This funny word literally means "molding of the nose". In a rhinoplasty, hidden incisions are made in the nose and the cartilages and bones are reshaped. The skin then is redraped over a new framework.
Rhinoplasties are carefully planned, strategically executed operations. Most plastic surgeons consider this to be the most technically difficult procedure in plastic surgery. Minute changes in shape, from convex to straight to concave, are noticeable from many feet away.
The rhinoplasty procedure was revolutionized in the mid 1980's with the popularization of the open rhinoplasty technique. Closed rhinoplasties involve incisions inside the nose, but open rhinoplasties use a tiny incision in the columella, (the skin between the nostrils) to increase the precision of the operation. Open rhinoplasties allow for technically difficult modifications of the nose to be performed in a more straightforward manner.
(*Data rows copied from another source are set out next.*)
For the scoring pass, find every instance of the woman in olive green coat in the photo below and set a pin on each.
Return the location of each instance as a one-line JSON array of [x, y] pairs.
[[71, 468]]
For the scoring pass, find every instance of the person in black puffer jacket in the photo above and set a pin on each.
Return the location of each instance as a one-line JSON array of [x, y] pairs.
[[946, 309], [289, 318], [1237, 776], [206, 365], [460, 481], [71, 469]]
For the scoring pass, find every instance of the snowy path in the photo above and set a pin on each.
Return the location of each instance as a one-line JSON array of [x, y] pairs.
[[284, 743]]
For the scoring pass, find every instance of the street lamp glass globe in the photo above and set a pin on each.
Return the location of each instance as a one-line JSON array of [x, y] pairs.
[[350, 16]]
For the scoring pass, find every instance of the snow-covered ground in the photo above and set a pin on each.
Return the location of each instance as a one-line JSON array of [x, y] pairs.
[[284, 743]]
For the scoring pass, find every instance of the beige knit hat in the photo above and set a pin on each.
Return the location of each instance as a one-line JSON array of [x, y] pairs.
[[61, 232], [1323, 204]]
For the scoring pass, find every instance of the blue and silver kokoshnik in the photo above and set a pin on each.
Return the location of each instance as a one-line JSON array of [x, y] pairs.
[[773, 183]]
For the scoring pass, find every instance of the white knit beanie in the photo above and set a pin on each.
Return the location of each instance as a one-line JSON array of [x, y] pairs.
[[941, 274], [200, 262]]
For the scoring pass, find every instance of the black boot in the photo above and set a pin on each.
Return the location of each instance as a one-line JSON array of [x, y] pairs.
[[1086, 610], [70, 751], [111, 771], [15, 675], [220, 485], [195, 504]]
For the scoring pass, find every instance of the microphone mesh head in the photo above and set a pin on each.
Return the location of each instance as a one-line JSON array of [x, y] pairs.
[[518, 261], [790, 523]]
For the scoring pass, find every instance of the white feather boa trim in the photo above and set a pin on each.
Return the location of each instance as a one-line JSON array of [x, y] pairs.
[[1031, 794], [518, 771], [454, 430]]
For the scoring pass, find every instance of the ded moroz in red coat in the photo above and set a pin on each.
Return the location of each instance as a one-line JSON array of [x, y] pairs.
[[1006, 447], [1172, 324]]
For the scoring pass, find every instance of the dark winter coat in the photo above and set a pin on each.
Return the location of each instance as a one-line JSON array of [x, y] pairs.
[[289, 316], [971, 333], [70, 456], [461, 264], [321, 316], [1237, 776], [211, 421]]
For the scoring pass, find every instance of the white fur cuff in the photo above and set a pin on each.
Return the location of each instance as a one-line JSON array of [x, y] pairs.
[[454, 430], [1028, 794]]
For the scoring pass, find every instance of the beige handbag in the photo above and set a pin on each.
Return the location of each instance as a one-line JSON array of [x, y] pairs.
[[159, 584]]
I have a great experience in operating on patients who have had unsuccessful rhinoplasties by other physicians. Rhinoplasties are extremely difficult operations and many people have developed deformities as a result of ill-advised or inappropriately executed surgery. Deformities characterized by misshapen noses, asymmetric noses, overshortened noses, collapsed noses, and simply unattractive results are all too common. With reconstructive procedures, often a more natural nose may be created. I use the techniques of the open rhinoplasty and uses cartilage and other tissue grafts to restore a more normal appearing nose.
When considering the operation of rhinoplasty, it is important to understand that the nose is the most visible part of your body. There are wide variations in appearance that are considered acceptable, even beautiful. There are ethnic differences and simply personal tastes. What is desirable in one person may be unacceptable in others. In first rhinoplasties, there is a 15% reoperation rate - the highest of all procedures in cosmetic surgery. In second rhinoplasties, the success rate is lower and the complication rate is higher. So, it is often a difficult decision whether to tackle the operation a second time. And if you are in the position of having had two or more rhinoplasties and are still unhappy, the operation is even more difficult. I will use my judgement in deciding whether a second operation is advised. Sometimes the more difficult decision is to not operate, remembering the first rule of medicine: do not harm....
Because of the difficulty in rhinoplasty, preoperative planning is critical for success. The new 3D Vectra computer imaging has added precision to the operation and new, less destructive techniques are useful.
Second rhinoplasty operations often require addition of cartilage, since first procedures often remove too much cartilage and can weaken the nose. Because of this, in first operations, It is critically important to not operate on the septum, the main structural support of the nose, unless it is crooked or blocking the airway. I have seen many people who had their septums operated on just so the surgeon could obtain insurance coverage. As I tell my patients, if the septum is deviated, the surgeon can hopefully make it better, or possibly make it worse or leave it unchanged. If, however, the septum isn't blocking the airway, then only two things can happen after the septum is operated on: the airway can unchanged or it can be made worse....it can't be improved if nothing is wrong with it. If your septum has already been operated on, we might borrow a little cartilage from your ear or even another area.
Since I believe that otolaryngologists (ear, nose and throat specialists) are more capable than the average plastic surgeon at complicated septal problems, I will usually operate along with a board certified ENT, allowing him to fix the breathing problems while I correct the cosmetic issues. That way, you, the patient, receive the best possible care.